Restarting the `int/uint` Discussion

tupshin · January 2, 2015, 9:12pm

I believe it would be a huge mistake to not vary the availability of auto-conversions depending on the target platform. Auto-widening is safe, and auto-narrowing is not. If something was written for a 32 bit platform, it should work with no modifications on a 64 bit platform. But if somebody wanted to make it work on a 16 bit platform, then any conversions from from a i32 to a 16 bit isize should fail unless somebody explicitly goes through and audits them and adds explicit conversions where it is safe to do so.

Not all code can be expected to work on all platforms, and this is exactly how it should fail when it was coded in such a way that won’t be safe for a given size platform.

aturon · January 3, 2015, 12:31am

This has been an amazing discussion. Thanks everybody for helping dig deep here, and especially @valloric for the “laughably small” phrasing which was so clarifying.

I’ve posted a comment on the current open RFC suggesting how to move forward on the clear consensus for Design 1: we need to choose a name. Issues of conventions and possibly widening/ergonomics considerations will be tackled in follow-up RFCs.

wora · January 3, 2015, 5:37am

I would like to propose a slightly variant of the design of “int/uint”. Here are the details.

On AMD64/INTEL64 architecture, the lower 48-bit of 64-bit address are actually used for memory address, and the upper 16-bit are just sign-extended. We can consider to use similar design with int/uint, e.g. int/uint consume 64-bit space inside struct, but only the lower 32-bit are used for computation on 32-bit architecture. When the int/uint values are using for local variables and parameters, only 32-bit values are used on 32-bit architecture, so there is no performance penalty for most cases.

On a related reference. JVM uses 32-bit fields/locals to store 8-bit and 16-bit values. The physical representation and logic semantics are different. I don’t remember it ever causes any real issue.

With this design - 64-bit storage size with intptr/uintptr logic - we can keep the same struct layout on both 32-bit and 64-bit systems with almost no performance penalty.
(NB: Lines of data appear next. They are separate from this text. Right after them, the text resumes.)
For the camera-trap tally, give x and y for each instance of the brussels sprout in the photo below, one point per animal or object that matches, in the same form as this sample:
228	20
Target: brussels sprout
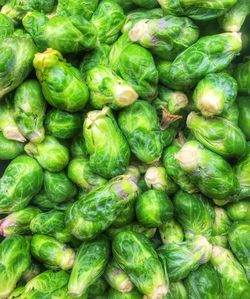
42	201
140	125
181	259
165	37
15	66
239	211
17	293
242	76
156	178
242	169
153	208
177	291
18	222
136	256
239	241
17	9
194	213
232	114
146	3
67	91
215	94
198	9
108	20
200	59
79	171
50	154
98	288
133	171
171	232
83	8
106	88
98	56
117	278
114	294
126	216
173	101
140	14
53	32
7	123
235	17
21	181
33	270
58	187
95	211
244	115
136	65
222	222
204	283
217	134
174	170
232	275
135	227
78	147
15	260
210	172
6	26
62	124
51	252
45	284
51	223
89	265
29	110
108	148
9	149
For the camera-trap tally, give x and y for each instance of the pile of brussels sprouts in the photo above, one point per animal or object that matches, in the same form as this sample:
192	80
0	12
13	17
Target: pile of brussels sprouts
125	149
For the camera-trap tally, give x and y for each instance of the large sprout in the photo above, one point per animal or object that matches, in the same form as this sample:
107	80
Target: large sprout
165	37
83	8
153	208
136	256
194	213
15	66
17	9
9	149
85	222
210	172
198	9
18	222
140	125
233	278
106	88
218	134
21	181
117	278
108	19
105	143
215	94
51	223
136	65
240	244
51	32
66	92
89	265
50	154
200	59
182	258
204	283
52	252
80	172
29	110
15	260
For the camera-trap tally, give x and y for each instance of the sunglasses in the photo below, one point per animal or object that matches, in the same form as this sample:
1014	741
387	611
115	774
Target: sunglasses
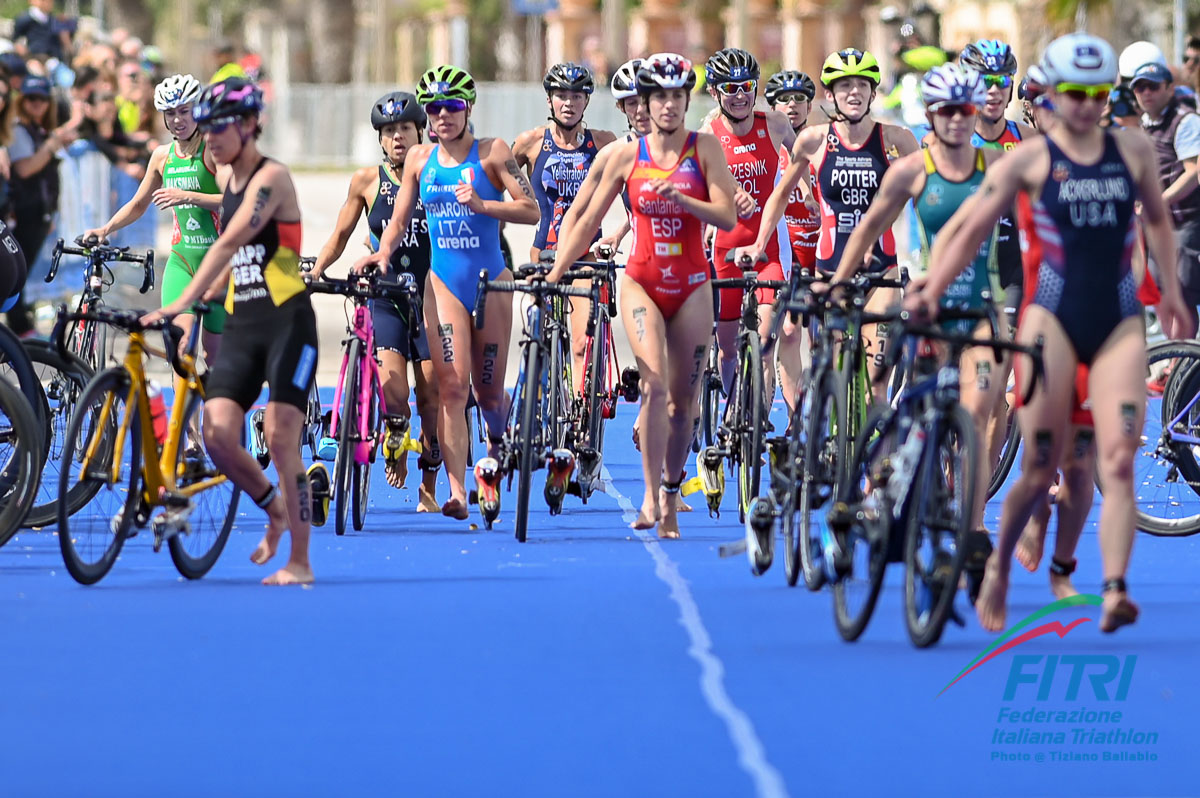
216	126
949	111
451	106
1079	93
735	88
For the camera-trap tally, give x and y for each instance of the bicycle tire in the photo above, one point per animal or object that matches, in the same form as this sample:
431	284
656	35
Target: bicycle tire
360	487
931	577
21	445
347	438
111	526
527	436
870	449
214	509
750	438
826	435
63	383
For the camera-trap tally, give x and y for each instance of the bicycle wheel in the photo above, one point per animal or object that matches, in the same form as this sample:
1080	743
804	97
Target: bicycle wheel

We may not even need to rename the types.

CloudiDust · January 3, 2015, 11:46am

@wora, I’m not familiar with the specifics, but this seems quite architecture-specific right? Rust is intended to be used on a large variety of architectures including non-x86/x64 ones and/or 16-bit ones (where int/uint will be 16bit). So is this design widely applicable?

l0kod · January 3, 2015, 2:30pm

I'm in favor of the design 1 (No int Type), and to remove the u/i suffixes.

A name like imem/umem is unfamiliar with newcomers and that's a good thing! It's not like other language and shouldn't look like. An uncommon name would encourage to read the doc or, at least, to not use it (which is better than misusing it).

About the default integer type (if any), if a user doesn't want to bother choosing an integer max value then he should get a (bullet-proof) BigInt. So, for now, I prefer to not have implicit type at all. When a performant/fast BigInt (for values ≤ 64bits) will come up, it would not be too late (nor a breaking-change) to pick it as a default integer type.

The RFC 464 is a must-read for a nice name pro/con summary (plus this and that).

All this int/uint RFCs and discuss threads are interesting and seems important for Rust users but heavy to follow. The documentation should summarize the arguments/experiences from all this threads to enlight newcomers if they want to know the integer type problems/reasoning in detail.

Uther · January 5, 2015, 7:52am

This is a pretty strong argument indeed. For most people (Java / C# / VB/ …) : simple integer is 32bit. And since it is the fallback type in Rust too, any other choice would be really confusing to me.

I support #1 too since there is no good default (it really depend of the programmer priorities), so we should let the programmer choose : 64bit for reduced overfly risk or 32 bit(or even lower) for performance. Rust is a language designed for system programing so people who should know the difference. Even in Java, the size of the types is one of the first things you have to learn, if you don’t want to make mistakes or poor performance code.

aturon · January 5, 2015, 8:56pm

(cross-posted from the RFC; we’re going with Design 1 with names isize/usize)

The core team met this morning to coordinate on the alpha release and to finalize a decision here. The discussion on the RFC thread, on discuss, and elsewhere has been vigorous and dug deep; thanks everyone who participated!

Summarizing the discussion

I won’t try to fully summarize everything that has been said, but single out the most salient points:

@Valloric laid out a vivid description of Google’s guidelines: use i32 for numbers “laughably smaller” than 4 billion; otherwise use i64. We will need to tweak these guidelines to also cover our pointer-sized types, but they greatly clarified that having a “default” int type is problematic.
The discussion on the RFC thread has covered the pros/cons of various renamings of int/uint. This is a difficult question at the intersection of clarity, learnability, and friendliness to newcomers.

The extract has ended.